Is that where you were going with it?
R: Very much so, though you hit on points I hadn’t considered. (Particularly the relation of baby-making to the shame of that era’s foray into AIDS-scare discourse).
I suppose I found it very odd that fertility itself is the end-game. In a film universe like Blade Runner, so consumed by questions of human-ness and its ambiguity — which is just to say, in some ways, sexuality — it seems a deeply reactionary element to guide a Revolution, particularly one founded on hybridity. The existential questions K. grapples with and dies for — also, can we just briefly mention that his name is effectively Josef K.? Ok, that’s done, moving on — don’t seem like they’d be resolved by a Children of Men-style salvational infant in the techno-manger. I do agree with Todd van der Werff that Villeneuve and Fancher cleverly dodged one bullet on the Chosen One narrative, but it seems like they just jumped in front of another one instead.

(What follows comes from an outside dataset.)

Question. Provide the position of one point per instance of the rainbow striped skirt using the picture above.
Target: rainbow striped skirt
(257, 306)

I’m also trying to get at a lingering unease I share with my friend Chris Osmond, who catalogs the extensive violence women undergo throughout the film. I am not squeamish, and much of it serves a narrative function, but there’s a particular vision of the female body presented here as a site of suffering and redemption that feels off, even lazy, and even, possibly, malicious. The disembowelment that echoes Rachael’s Caesarian in the cruelest way possible, the joke retina scan, the endless drowning … all of this, it would seem, is part and parcel of a cruel world that (I get it) resembles ours, but one that seems to want its patriarchy cake and, with the spectre of birth on the horizon, present it at the eventual baby shower, too.
Perhaps I’m reading too much into this, but Blade Runner 2049 is nothing is not a text begging to be read. How off-base am I?
L: There’s definitely some weird stuff going on with women in this movie, which is definitely tied into the fertility worship weirdness. It’s probably not a coincidence that two of the female characters very much play into the butch career woman stereotype, and are contrasted with the AI girlfriend, who is able to simultaneously play all the different types of femininity simultaneously, and the sex worker, for whom the domestic AI is almost an addition. It’s a very literal Madonna-whore complex, it seems to me, with the Madonna’s body reduced so far that it is literally spectral.
I don’t know, really, I guess. I think I’ll probably rewatch this in a year or so and have some clearer thoughts on all of what’s going on, mostly just because it’s so much content to ingest.